As mentioned earlier, the success of complex methods on problems that appear complex at first glance does not necessarily mean that these models are the most appropriate. In many cases, the complexity of the problem may be overstated, and simpler models may be capable of achieving comparable or even superior results. Moreover, the recent emphasis on performance and precision over explainability and model transparency reflects a broader cultural shift that prioritizes outcomes over understanding. This shift is, of course, socio-cultural, but in the field of computer sciences, it has been enabled by the rapid increase in computational power, which allows for the training and deployment of increasingly complex models. However, this focus on performance can lead to a neglect of the underlying principles that should guide scientific inquiry, such as the importance of transparency, interpretability, and the ability to explain the results in a meaningful way. The use of models that cannot be, to a great extent, explained or understood is particularly problematic in the context of scientific research, where the goal is, to me, not only to make accurate predictions but also and especially to gain a deeper understanding of the underlying processes. While this results-oriented approach may be necessary in certain applied contexts, such as engineering, it is, to my sense, less appropriate in the theoretical sciences, where the goal is to advance knowledge and understanding rather than simply to achieve practical results.
Finally, and perhaps most importantly, the widespread adoption of complex methods leads to a concerning oversight: the confusion between models and reality. It is essential to remember that models are, at their core, simplifications of the observations of reality, designed to help us understand and predict certain aspects of the world around us. However, they are not reality itself. The rational, mathematical, and logical approaches that underpin these models allow us to capture and describe measured phenomena, but they do not claim to represent the full complexity of reality. For centuries, scientists have developed models with a deep awareness of the philosophical questions surrounding the notion of modeling reality. These questions, which touch on issues such as the limits of knowledge, the nature of truth, and the relationship between the observer and the observed, were considered central to the scientific enterprise. However, in the current era of Machine Learning, these philosophical concerns are often neglected, forgotten, or outright dismissed.
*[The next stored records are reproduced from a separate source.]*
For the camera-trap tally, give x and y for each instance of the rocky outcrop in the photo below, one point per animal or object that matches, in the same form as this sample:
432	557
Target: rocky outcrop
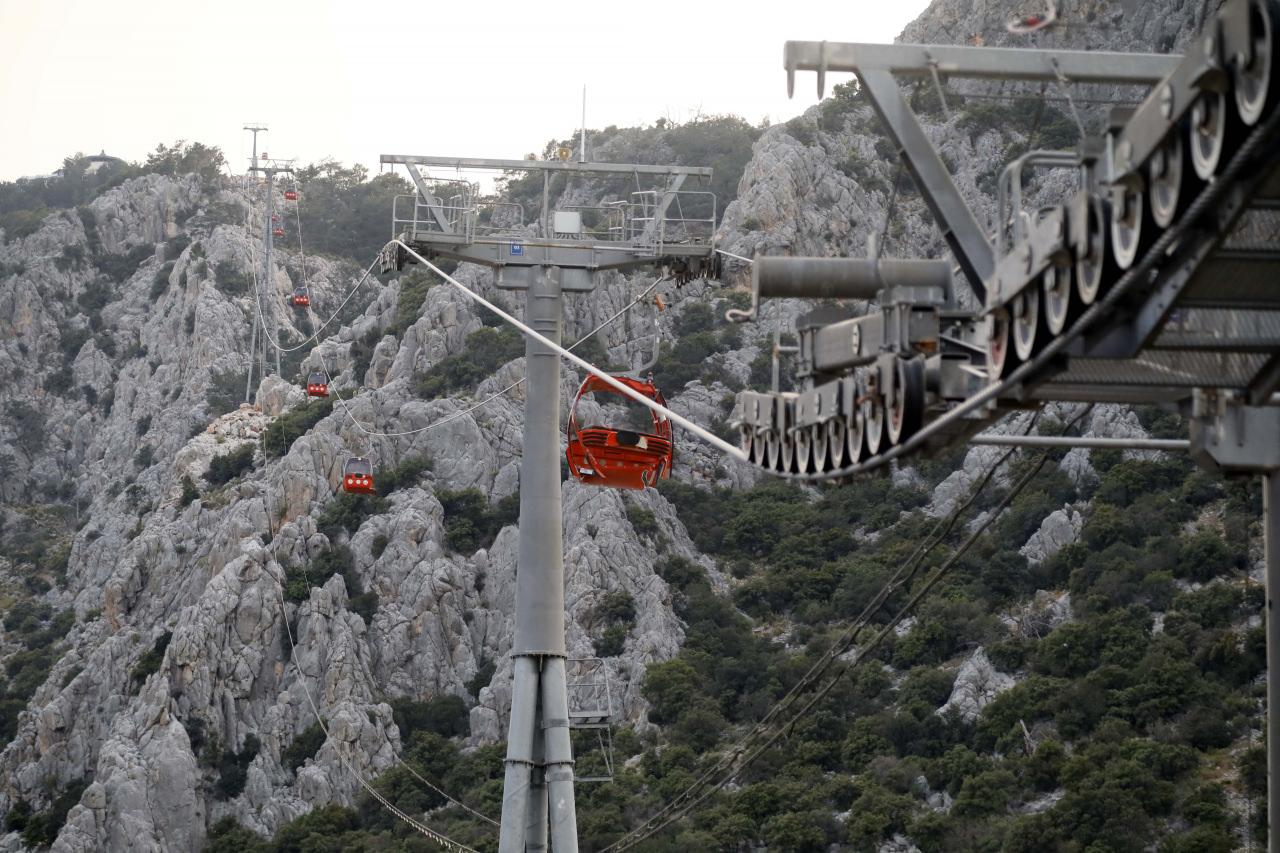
977	683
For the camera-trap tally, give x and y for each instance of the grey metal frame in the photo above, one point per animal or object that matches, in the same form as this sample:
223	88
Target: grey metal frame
685	245
1127	346
876	67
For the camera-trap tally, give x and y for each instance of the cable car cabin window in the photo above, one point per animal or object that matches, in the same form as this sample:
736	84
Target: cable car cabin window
357	475
615	441
318	384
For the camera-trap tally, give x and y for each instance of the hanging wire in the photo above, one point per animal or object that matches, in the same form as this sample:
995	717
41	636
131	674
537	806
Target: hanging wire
306	576
736	753
443	840
323	325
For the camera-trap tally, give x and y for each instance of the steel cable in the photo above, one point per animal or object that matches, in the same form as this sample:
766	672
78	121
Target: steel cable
499	393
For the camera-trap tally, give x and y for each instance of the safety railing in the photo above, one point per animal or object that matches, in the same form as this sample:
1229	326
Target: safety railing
494	218
600	223
411	215
658	218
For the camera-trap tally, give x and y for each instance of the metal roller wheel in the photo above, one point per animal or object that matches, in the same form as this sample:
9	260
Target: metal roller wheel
1025	315
759	447
854	433
772	450
1207	133
1089	265
1165	176
746	441
999	359
803	441
1253	80
787	460
873	425
873	413
1057	297
818	439
906	407
836	432
1127	214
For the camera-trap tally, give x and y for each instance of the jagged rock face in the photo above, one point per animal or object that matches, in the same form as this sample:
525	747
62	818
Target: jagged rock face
1059	529
158	342
209	573
977	683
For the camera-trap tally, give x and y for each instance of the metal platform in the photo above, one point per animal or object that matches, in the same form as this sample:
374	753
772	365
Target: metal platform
659	223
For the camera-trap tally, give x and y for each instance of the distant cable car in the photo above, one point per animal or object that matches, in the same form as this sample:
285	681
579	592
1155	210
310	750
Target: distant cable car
318	383
620	459
357	475
1033	22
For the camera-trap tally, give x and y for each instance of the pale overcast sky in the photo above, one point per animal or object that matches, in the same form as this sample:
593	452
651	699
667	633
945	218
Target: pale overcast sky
356	80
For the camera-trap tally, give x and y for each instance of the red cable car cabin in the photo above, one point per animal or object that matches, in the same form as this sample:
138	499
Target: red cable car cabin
357	475
620	459
318	384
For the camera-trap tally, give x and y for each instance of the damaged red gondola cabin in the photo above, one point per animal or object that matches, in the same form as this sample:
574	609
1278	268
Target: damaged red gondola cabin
357	475
620	459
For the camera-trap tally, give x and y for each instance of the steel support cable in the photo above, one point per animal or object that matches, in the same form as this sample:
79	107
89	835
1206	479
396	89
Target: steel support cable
257	299
941	571
323	325
512	386
904	575
302	255
1105	306
626	391
443	840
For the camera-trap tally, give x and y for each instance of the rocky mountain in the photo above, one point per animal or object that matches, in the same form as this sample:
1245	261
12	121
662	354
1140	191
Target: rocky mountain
188	591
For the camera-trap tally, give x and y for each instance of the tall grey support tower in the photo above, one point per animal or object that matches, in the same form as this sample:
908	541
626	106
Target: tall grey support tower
265	302
449	219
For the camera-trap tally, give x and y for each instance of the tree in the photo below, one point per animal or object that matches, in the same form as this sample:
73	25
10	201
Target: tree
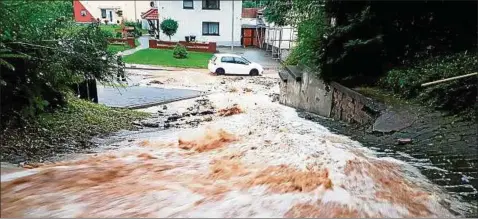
169	27
42	53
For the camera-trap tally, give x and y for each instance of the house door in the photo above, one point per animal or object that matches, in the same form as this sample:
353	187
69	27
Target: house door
247	37
110	16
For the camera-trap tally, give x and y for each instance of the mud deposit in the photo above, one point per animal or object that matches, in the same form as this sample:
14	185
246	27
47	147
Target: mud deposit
260	161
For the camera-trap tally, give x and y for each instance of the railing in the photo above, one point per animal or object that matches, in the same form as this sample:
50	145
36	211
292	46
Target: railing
129	41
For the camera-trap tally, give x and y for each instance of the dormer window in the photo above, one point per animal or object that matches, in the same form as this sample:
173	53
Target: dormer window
210	4
188	4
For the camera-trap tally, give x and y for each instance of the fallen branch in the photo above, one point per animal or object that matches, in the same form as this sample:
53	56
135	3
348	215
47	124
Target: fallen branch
448	79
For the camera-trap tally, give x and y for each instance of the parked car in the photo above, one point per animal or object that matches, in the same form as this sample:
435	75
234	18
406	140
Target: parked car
233	64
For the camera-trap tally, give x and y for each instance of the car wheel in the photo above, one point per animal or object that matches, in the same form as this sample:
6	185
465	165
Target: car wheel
220	71
254	72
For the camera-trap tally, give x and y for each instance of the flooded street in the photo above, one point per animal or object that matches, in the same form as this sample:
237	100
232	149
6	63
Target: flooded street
233	153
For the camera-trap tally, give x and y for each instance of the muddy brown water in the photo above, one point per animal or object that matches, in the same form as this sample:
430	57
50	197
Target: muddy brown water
444	148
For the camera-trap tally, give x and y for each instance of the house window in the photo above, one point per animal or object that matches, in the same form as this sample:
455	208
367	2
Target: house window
210	28
210	4
188	4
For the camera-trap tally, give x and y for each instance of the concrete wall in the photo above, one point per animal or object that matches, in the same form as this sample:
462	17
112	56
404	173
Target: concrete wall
128	8
307	93
301	89
190	21
352	107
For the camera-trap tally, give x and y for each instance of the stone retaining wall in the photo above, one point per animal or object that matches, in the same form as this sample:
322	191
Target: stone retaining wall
301	89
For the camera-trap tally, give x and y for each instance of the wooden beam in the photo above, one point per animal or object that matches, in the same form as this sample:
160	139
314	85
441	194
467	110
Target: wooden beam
449	79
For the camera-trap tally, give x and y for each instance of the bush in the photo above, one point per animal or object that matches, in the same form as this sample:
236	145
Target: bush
456	96
70	128
42	54
180	52
249	4
169	27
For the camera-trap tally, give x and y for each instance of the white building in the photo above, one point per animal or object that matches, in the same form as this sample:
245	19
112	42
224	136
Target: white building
111	11
208	20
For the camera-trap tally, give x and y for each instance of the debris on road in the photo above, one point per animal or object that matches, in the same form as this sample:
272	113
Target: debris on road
235	109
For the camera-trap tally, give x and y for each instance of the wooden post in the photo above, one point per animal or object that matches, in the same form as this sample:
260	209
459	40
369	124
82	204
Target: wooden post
448	79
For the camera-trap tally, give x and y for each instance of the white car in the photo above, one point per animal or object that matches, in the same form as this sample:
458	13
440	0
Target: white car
233	64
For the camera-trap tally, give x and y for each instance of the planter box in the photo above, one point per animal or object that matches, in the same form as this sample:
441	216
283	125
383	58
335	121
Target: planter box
129	41
190	46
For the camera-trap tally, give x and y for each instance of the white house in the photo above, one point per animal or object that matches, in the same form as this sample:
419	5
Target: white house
110	11
208	20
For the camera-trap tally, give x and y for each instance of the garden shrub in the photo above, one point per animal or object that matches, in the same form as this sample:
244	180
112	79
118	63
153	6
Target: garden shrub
180	52
169	27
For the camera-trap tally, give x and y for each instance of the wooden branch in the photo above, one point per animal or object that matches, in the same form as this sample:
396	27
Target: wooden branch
449	79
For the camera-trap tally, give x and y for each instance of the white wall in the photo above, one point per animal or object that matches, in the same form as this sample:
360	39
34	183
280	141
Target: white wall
128	8
190	20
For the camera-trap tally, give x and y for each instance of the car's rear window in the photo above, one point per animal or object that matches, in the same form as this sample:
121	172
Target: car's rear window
227	59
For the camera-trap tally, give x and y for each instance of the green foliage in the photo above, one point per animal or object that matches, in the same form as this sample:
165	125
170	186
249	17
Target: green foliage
249	4
180	52
164	57
169	27
42	53
457	95
71	126
277	11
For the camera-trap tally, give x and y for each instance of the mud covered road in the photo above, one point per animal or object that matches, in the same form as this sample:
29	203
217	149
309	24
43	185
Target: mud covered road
233	153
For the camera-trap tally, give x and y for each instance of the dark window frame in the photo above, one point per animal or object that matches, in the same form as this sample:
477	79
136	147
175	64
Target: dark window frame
103	15
209	23
192	7
205	3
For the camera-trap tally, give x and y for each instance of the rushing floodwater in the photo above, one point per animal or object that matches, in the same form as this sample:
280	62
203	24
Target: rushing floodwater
263	162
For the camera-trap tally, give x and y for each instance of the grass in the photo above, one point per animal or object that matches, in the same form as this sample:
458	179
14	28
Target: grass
64	131
120	48
164	57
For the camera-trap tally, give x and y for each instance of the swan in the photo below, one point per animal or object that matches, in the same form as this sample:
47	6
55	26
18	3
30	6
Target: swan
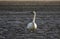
32	26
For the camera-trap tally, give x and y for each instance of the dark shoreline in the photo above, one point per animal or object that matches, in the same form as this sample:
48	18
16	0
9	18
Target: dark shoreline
29	2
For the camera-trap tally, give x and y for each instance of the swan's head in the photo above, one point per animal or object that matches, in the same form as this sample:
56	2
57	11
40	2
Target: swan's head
33	12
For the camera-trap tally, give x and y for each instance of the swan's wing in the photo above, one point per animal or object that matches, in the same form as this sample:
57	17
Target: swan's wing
29	25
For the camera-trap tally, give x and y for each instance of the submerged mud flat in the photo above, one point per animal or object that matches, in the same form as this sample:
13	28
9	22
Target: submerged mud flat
14	19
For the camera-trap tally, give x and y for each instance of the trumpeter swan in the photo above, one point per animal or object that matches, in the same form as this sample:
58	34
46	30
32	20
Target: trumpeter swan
32	26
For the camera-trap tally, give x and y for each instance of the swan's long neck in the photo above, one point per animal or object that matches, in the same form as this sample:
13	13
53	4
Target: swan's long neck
34	17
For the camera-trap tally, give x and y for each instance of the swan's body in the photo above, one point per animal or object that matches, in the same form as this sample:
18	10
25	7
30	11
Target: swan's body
32	26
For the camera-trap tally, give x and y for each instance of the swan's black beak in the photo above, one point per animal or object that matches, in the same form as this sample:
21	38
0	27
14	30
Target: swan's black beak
33	12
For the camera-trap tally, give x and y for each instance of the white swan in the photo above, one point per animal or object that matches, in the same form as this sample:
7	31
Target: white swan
32	26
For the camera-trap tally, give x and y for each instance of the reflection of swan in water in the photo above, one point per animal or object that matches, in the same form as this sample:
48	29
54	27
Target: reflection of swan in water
32	26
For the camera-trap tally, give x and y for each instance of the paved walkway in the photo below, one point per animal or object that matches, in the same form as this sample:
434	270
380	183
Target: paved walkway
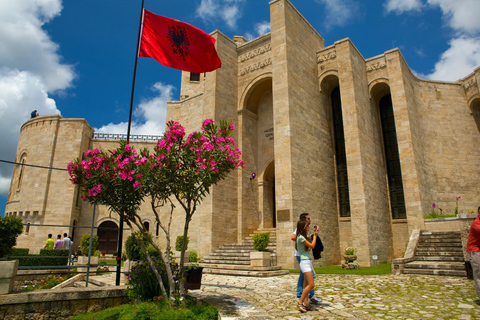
344	297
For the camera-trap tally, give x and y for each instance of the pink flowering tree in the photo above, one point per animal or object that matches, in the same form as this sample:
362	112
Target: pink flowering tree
180	171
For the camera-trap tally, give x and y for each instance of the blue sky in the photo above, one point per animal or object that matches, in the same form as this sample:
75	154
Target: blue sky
76	58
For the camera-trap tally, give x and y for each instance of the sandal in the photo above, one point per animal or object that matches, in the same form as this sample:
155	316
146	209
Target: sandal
310	308
301	308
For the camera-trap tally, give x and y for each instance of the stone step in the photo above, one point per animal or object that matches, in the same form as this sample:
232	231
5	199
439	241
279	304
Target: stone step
443	245
440	233
440	240
246	273
245	245
437	272
439	248
229	257
226	262
456	253
239	267
440	258
435	265
93	283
Despite the poorness of the reflexion that follows this neglection, this is particularly troubling given the increasing reliance on models in decision-making processes across a wide range of fields, from finance, to healthcare, and most importantly to public policy and politics.
All of this is regrettable.
Of course, some problems are likely only to be tackled effectively with complex models due to the intricate nature of the data and phenomena involved. However, it is crucial that such models are used with parsimony rather than out of scientific laziness.
The "New Perspectives in the Social Sciences" journal offers a valuable opportunity for reflection on these issues. Of course, the opinions expressed in these articles are those of their respective authors and do not necessarily reflect my own views.